Paper long abstract:
While water is a national common resource in Peruvian law, for irrigators in the Lima province of Huarochirí, water belongs exclusively to the sacred [pre-Hispanic] ancestors who govern the irrigation canals. This paper explores the ways in which these diverging ideologies inform approaches to maintenance work on the irrigative infrastructure in Andean communities. Through this approach, I seek to foreground the kinds of invisible legal climates necessary for the construction and maintenance of infrastructure (Appel 2018).

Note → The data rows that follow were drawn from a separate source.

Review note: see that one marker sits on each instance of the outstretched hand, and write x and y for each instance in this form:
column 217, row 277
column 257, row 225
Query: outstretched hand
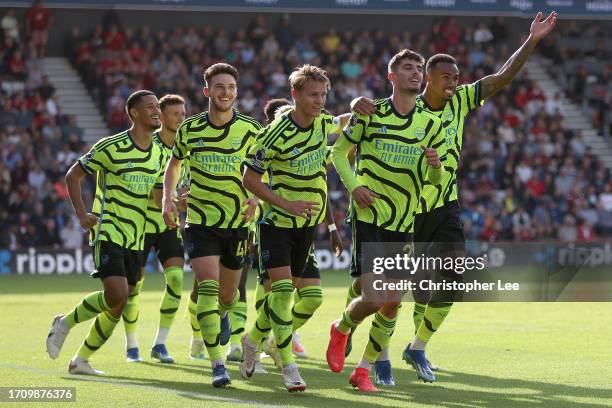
column 540, row 29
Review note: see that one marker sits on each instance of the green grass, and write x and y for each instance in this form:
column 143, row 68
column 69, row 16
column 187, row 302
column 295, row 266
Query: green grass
column 501, row 354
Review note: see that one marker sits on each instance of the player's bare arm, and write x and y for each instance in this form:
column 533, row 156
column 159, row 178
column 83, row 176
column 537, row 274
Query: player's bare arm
column 491, row 84
column 73, row 182
column 171, row 178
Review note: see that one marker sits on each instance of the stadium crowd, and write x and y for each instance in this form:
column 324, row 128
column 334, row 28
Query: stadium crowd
column 523, row 176
column 581, row 55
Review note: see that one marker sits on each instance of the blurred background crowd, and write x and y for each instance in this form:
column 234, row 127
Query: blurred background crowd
column 524, row 175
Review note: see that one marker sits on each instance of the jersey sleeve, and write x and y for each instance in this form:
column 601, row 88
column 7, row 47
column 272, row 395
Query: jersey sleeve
column 355, row 128
column 181, row 149
column 471, row 96
column 159, row 182
column 262, row 152
column 437, row 141
column 97, row 159
column 336, row 125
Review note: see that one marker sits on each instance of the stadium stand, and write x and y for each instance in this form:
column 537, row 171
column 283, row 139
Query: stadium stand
column 524, row 176
column 37, row 144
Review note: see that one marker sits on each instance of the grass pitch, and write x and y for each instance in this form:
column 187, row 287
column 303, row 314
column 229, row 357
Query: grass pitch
column 493, row 354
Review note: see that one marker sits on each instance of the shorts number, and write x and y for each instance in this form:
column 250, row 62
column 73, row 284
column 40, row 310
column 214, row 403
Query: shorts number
column 241, row 250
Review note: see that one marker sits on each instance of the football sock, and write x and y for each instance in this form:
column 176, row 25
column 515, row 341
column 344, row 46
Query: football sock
column 130, row 314
column 238, row 321
column 281, row 319
column 417, row 315
column 380, row 335
column 208, row 317
column 224, row 309
column 193, row 318
column 261, row 328
column 346, row 323
column 91, row 306
column 171, row 299
column 435, row 313
column 305, row 302
column 100, row 331
column 352, row 293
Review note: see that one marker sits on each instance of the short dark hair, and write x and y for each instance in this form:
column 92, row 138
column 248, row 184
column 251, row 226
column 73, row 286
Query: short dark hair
column 272, row 106
column 438, row 59
column 220, row 68
column 402, row 55
column 300, row 75
column 170, row 100
column 134, row 99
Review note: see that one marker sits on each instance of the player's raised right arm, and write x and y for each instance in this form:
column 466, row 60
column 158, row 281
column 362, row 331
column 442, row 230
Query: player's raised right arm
column 171, row 178
column 74, row 176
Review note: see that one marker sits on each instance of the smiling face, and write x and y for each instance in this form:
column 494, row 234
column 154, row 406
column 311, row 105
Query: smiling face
column 222, row 91
column 146, row 113
column 443, row 79
column 407, row 76
column 310, row 100
column 172, row 116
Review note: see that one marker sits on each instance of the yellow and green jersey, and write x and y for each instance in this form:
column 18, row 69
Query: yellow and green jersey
column 295, row 159
column 155, row 221
column 126, row 175
column 453, row 114
column 391, row 163
column 215, row 156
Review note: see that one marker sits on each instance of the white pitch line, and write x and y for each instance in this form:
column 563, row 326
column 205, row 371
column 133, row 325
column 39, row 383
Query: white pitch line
column 101, row 379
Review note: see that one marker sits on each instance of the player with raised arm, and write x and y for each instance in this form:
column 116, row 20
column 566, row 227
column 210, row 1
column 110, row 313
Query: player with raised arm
column 168, row 247
column 385, row 188
column 438, row 216
column 128, row 166
column 219, row 209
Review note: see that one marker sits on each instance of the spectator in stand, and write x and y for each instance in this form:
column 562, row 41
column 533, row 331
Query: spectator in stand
column 567, row 231
column 10, row 25
column 38, row 19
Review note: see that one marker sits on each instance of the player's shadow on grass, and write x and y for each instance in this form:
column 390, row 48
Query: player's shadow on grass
column 453, row 389
column 483, row 391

For Harvey and Knox (2015), infrastructural systems only ‘work’ when they produce smooth flows, obscuring the complex relational mechanisms on which those flows rely. For canals in Huarochirí to ‘work’ and transport water from intakes to fields, communities must collectively repay their debts to the sacred ancestors through fulfilling their ritual responsibilities. Any work on the canals begins by ritually pacifying the ancestors. Modernist state-funded development projects must also comply with customary laws associated with the Inca era; dismissive urban engineers who fail to comply with customary law see their projects fail. Collaborators explained the ways such ideological dissonance materialised in the canals. These instances of ontological excess acknowledge canals as relational domains, where economic futures are dependent on adherence to precepts that pre-date the nation. The Inca era is idealised as a time when the canals ‘worked’.